University of Oregon (Go Ducks!)

How did you find yourself at Oregon? What about the program attracted you?
I have lived in Oregon my whole life. I considered programs other than the master's internship program, but no other programs were completely focused on getting students a good job in industry.

What was the intensive summer like for you?
The summer portion of the program was tough. There were many nights where I did not get enough sleep. I don’t think I could have survived without the help of my classmates and coffee. The professors encouraged us to work on homework in groups, which I think is very representative of how things are done in industry. Though I find myself sometimes working alone, it is usually after having consulted with my coworkers and manager to determine the best approach.

The curriculum was perfect for the internships being pursued, but I really enjoyed the labs. Again, all lab work was done in groups. I found that each group worked differently. In my first group we made sure that everyone was a part of each step in the process, whereas in my second group we all kind of had our specialties that we focused on, such as doping, photolithography, or etching.

I also found the professional development to be very helpful when it came to making a resume and going through interviews. I have never been great at public speaking, but the professional development gave me confidence in what I was saying and how I presented myself.

“Interview day” was stressful. I think the time waiting between interviews was worse than the interviews themselves. But, just like anything in life, you can’t get good without practice. Each interviewer had their own style. Some had technical questions (what is “depth of focus?"), some had personal questions (how did you get interested in science? why should we hire you?), and some had completely out-there questions (why are man-holes round?). The professional development portion of the program prepared me for all sorts of questions, so I felt confident in most of my answers (except the one about the damn man-hole).

Where did you do your internship?
I ended up finding my internship at a company not affiliated with the program. Though the program has many partners, I chose to pursue some leads I had on my own. I wanted to stay in Oregon, so I contacted and interviewed with Perceptive Pixel (www.perceptivepixel.com), a projected capacitive touch display company out of Wilsonville. My internship required knowledge in etching, spin-coating, vapor deposition, thermal oxidation, and other subjects I studied over the summer.

I ended up being hired on after my nine-month paid internship ended. To my surprise, Microsoft purchased the company two months later. Microsoft required all of Perceptive Pixel’s employees to go through a three-interview process.

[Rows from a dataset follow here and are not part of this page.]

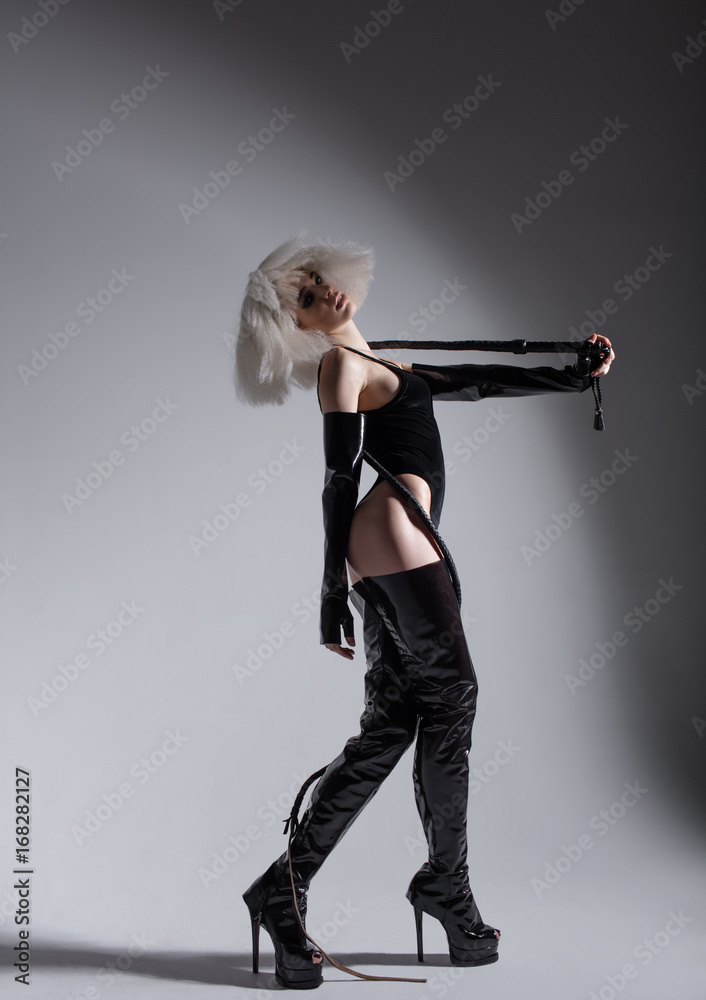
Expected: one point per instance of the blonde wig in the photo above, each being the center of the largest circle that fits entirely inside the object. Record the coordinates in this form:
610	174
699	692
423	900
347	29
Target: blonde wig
272	353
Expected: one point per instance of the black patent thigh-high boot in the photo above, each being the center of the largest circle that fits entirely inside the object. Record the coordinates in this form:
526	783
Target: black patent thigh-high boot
387	728
421	612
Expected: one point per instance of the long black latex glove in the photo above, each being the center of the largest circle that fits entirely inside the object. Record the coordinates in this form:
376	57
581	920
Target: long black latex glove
343	450
474	382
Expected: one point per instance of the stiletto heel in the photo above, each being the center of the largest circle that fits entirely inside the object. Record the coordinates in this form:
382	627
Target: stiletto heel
255	942
418	914
269	901
449	899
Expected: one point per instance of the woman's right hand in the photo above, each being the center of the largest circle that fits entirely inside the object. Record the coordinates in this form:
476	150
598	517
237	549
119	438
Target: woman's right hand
342	650
336	616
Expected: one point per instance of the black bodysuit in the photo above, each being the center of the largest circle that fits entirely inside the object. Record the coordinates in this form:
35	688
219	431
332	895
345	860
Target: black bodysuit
403	435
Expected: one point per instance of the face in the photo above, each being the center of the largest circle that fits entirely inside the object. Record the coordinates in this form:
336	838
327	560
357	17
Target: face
322	307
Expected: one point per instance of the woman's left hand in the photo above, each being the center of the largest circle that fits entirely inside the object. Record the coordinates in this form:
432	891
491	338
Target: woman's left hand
604	368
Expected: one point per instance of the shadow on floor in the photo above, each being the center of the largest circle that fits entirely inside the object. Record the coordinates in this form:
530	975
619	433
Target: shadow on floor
232	969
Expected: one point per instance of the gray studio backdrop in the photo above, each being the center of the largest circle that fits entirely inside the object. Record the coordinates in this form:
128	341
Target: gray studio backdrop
521	172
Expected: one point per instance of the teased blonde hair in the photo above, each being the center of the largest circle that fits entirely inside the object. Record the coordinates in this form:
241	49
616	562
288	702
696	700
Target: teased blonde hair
272	353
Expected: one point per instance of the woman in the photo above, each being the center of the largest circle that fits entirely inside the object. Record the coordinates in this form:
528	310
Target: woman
297	327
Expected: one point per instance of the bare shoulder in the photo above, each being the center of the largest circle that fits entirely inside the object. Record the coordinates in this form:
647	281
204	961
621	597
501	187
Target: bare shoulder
343	378
399	364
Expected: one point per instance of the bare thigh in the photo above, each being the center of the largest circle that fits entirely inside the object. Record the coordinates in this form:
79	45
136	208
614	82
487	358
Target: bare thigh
386	537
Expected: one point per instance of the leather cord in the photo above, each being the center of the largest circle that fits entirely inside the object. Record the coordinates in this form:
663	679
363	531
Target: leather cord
291	824
413	502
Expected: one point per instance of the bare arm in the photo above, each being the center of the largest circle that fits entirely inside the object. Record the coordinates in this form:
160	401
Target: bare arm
343	378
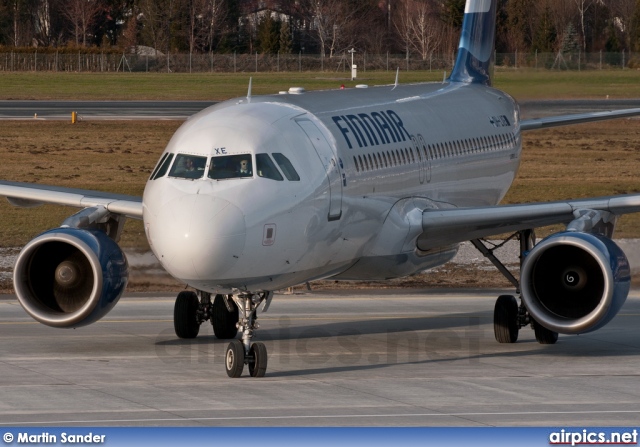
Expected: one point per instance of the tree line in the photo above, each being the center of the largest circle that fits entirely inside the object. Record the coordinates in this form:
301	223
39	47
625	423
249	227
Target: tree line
326	27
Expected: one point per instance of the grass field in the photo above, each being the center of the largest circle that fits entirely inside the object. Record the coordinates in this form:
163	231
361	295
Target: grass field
521	84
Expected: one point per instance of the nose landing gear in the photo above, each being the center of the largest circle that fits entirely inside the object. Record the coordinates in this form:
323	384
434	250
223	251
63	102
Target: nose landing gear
228	314
240	353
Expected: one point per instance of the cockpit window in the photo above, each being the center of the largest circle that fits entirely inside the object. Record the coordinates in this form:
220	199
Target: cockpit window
158	165
231	166
164	167
287	168
188	166
266	168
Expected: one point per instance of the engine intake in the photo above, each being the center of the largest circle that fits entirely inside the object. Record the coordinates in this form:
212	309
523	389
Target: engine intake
574	282
69	277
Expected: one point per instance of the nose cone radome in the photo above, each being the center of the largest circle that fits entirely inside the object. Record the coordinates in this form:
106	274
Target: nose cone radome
198	237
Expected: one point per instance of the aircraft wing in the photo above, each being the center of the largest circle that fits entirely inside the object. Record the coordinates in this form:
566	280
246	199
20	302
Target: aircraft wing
29	194
566	120
451	226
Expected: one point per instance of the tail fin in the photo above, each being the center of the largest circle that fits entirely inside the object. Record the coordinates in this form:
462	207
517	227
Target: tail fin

This was very similar to “interview day” during my summer with the internship program, so this was nothing new to me.

I now work for Microsoft as a Materials Scientist.

Without giving away any proprietary info, what was your internship like? What were you responsible for? What was a typical day like?
I was a part of a three-person team in charge of advanced development at Perceptive Pixel. Our job was to pursue alternative manufacturing methods for next-generation touch sensors. On top of that, I was assigned to optimize multiple processes in our manufacturing facility.

Did you feel the program prepared you for the internship? In what ways?
The program prepared me for working in a professional setting after having only worked in academia. The internship program gave me the knowledge I needed to accomplish my job at Perceptive Pixel/Microsoft.